Owl - Optimal wealth lab: Retirement planner with great wisdom
Project description
Owl - Optimal wealth lab
Open-source retirement planning optimizer powered by Actual Intelligence — connect it to your AI assistant
Roth conversion optimizer · Social Security claiming strategy · Monte Carlo retirement simulator · Python retirement calculator · AI retirement planner · MCP retirement tool · Claude Gemini Cursor Zed VS Code
TL;DR
Owl is an open-source retirement planning tool that helps US retirees answer the hardest questions in retirement income planning: when to claim Social Security, how much to convert to Roth each year, which accounts to withdraw from first, and how to minimize lifetime taxes.

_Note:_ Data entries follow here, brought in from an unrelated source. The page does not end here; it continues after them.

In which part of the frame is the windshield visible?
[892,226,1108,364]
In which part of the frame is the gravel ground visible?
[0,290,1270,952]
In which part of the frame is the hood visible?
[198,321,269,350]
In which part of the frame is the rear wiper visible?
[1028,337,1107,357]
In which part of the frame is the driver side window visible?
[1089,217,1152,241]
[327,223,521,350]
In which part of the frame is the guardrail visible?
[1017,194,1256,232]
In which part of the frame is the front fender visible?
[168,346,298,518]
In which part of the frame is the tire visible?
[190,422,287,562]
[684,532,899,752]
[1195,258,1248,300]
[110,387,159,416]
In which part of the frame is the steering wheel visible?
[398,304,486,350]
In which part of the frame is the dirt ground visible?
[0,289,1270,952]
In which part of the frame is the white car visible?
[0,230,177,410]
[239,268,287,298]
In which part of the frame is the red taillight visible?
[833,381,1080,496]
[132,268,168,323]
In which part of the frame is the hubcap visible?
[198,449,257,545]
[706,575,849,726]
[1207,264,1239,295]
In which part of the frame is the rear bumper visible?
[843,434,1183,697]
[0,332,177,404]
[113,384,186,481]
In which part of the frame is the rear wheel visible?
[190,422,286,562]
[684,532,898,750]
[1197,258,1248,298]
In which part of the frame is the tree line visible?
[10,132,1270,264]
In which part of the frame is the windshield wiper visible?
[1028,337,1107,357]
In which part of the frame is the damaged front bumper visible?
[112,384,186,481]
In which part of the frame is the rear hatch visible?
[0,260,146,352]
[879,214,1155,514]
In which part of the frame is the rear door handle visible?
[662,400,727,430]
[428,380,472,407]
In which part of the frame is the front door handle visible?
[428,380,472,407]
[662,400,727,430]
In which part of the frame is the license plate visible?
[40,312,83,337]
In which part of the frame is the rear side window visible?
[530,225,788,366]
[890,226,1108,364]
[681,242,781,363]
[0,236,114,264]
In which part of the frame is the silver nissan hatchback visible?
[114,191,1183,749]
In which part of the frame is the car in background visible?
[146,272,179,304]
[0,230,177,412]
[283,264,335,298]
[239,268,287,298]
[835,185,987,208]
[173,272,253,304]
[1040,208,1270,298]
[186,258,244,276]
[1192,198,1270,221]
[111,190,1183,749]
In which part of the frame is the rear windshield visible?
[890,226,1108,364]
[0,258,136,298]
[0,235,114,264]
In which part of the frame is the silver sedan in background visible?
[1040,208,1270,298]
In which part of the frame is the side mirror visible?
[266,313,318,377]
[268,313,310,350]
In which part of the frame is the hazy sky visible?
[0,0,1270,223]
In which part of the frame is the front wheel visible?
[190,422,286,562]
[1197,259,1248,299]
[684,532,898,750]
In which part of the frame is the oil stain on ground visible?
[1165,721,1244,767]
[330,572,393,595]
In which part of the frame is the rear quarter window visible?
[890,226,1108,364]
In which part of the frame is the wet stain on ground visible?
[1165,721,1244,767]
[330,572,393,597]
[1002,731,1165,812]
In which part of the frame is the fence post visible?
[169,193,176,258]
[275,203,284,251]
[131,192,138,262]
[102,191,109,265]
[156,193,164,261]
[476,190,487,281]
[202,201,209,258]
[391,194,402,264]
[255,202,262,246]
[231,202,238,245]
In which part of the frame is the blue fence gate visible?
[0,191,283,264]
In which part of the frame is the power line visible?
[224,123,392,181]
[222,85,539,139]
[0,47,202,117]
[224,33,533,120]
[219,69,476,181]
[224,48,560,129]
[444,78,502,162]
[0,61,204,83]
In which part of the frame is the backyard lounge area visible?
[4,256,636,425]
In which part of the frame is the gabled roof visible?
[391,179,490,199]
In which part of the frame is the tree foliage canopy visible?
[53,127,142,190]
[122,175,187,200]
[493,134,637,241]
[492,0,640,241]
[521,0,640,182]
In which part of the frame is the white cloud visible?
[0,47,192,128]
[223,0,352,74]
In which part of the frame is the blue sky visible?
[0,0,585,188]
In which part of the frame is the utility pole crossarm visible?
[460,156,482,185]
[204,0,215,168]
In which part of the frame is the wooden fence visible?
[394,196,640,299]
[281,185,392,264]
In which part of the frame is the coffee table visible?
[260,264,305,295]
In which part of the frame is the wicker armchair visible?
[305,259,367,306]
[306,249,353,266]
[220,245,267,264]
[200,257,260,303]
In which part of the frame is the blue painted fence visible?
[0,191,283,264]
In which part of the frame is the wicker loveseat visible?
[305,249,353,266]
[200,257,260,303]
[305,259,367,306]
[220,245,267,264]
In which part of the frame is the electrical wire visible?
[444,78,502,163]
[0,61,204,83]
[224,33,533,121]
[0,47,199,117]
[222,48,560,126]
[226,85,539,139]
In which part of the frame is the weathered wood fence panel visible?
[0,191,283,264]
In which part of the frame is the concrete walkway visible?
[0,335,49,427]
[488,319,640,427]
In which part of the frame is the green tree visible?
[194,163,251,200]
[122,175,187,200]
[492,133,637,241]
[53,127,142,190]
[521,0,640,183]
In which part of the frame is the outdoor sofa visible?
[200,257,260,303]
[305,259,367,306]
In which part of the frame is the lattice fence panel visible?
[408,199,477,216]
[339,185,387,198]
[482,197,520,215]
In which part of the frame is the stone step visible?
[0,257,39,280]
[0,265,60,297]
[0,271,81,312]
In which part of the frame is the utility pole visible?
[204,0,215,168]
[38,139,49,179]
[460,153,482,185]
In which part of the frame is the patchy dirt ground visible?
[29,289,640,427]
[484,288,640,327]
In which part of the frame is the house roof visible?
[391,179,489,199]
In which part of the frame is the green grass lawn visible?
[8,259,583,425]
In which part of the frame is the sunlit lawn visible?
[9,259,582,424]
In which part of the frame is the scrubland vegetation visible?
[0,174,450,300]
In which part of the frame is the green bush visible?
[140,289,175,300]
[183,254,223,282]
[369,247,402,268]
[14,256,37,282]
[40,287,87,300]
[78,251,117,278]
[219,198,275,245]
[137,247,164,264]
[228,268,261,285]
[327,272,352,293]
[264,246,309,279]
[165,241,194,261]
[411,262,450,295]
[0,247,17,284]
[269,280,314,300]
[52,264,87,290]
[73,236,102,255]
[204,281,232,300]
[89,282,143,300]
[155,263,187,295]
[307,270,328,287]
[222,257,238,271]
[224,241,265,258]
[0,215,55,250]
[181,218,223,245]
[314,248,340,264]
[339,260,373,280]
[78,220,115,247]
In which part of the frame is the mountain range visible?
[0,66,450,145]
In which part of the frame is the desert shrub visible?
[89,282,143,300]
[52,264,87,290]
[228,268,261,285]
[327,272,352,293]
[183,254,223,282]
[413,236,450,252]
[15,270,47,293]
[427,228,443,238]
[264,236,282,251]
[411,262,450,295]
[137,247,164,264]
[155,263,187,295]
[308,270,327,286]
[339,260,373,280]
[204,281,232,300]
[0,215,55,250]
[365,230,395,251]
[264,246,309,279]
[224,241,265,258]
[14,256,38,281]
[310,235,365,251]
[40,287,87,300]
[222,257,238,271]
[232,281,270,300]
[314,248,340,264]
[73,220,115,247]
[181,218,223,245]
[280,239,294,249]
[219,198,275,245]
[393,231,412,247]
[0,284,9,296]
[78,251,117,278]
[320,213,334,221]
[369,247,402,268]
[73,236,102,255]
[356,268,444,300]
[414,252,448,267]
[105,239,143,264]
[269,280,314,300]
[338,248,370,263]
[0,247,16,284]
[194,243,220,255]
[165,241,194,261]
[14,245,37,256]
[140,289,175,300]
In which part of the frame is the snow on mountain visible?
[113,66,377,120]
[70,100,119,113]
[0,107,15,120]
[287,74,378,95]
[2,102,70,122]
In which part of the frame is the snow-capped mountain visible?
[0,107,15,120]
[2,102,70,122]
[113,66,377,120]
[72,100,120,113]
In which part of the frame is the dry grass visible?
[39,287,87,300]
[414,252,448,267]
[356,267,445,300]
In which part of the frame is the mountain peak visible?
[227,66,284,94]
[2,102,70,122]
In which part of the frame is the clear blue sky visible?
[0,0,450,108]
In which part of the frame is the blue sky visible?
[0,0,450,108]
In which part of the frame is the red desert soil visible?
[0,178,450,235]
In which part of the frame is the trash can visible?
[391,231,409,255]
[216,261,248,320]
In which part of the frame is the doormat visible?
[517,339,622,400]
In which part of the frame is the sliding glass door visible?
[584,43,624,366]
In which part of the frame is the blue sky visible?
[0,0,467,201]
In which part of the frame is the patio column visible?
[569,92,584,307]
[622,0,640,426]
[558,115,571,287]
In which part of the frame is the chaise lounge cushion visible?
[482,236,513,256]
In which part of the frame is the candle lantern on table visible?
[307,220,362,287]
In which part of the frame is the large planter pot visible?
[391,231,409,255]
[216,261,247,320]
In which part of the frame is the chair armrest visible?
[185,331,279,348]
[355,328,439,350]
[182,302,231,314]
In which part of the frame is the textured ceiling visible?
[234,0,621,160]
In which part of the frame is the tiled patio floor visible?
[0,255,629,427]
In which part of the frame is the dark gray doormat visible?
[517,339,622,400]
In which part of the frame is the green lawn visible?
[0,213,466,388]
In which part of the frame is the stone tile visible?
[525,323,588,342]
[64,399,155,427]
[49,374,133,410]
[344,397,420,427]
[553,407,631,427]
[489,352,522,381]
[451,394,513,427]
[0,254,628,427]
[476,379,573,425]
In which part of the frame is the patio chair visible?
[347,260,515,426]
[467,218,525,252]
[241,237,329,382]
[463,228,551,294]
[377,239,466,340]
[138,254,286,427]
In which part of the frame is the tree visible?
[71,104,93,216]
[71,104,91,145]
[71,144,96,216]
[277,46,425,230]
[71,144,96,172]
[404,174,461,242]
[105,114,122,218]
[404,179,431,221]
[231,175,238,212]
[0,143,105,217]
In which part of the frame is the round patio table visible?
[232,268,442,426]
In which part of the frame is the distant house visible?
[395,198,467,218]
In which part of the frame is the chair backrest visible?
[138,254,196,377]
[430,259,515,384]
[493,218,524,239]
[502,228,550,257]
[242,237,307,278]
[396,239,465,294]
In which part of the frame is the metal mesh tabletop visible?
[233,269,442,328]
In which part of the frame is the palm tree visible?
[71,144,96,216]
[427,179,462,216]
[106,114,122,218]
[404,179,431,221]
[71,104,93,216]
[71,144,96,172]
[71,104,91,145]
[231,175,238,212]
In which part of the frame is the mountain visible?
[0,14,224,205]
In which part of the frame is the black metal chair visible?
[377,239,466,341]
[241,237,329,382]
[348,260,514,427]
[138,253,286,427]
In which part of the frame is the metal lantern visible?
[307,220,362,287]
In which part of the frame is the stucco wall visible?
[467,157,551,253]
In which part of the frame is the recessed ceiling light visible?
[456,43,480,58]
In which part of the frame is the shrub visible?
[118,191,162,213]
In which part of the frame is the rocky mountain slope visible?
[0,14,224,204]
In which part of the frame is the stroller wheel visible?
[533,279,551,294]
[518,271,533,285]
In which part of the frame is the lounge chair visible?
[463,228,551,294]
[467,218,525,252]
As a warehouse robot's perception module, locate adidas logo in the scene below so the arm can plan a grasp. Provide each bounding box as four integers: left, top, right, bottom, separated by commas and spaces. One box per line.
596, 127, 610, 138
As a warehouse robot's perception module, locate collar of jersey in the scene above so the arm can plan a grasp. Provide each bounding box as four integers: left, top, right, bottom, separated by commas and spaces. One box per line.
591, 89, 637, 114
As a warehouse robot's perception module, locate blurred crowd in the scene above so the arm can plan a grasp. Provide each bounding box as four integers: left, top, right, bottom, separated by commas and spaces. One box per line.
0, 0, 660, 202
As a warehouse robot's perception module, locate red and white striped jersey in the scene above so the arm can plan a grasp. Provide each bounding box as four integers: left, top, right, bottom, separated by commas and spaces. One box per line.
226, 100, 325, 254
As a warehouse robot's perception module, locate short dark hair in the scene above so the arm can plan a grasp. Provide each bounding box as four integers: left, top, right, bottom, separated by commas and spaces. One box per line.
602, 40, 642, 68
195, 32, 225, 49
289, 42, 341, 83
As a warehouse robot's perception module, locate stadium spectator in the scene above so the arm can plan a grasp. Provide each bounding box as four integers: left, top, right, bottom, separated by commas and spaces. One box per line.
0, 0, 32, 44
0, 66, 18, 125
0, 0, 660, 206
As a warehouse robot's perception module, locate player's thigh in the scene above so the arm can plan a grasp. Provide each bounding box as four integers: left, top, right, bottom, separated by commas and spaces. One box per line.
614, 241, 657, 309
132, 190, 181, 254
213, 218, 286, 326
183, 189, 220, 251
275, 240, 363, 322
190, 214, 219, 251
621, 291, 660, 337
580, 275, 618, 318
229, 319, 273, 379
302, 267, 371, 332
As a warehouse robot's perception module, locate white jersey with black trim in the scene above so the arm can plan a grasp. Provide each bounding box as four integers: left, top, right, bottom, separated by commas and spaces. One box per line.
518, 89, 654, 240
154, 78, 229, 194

It uses mixed-integer linear programming to optimize withdrawal strategies rather than merely simulate them, finding the mathematically best sequence of decisions across all accounts simultaneously.
Users can stress-test their plan with historical back-testing, Monte Carlo simulation with sequence-of-returns risk, or fixed rates derived from historical averages.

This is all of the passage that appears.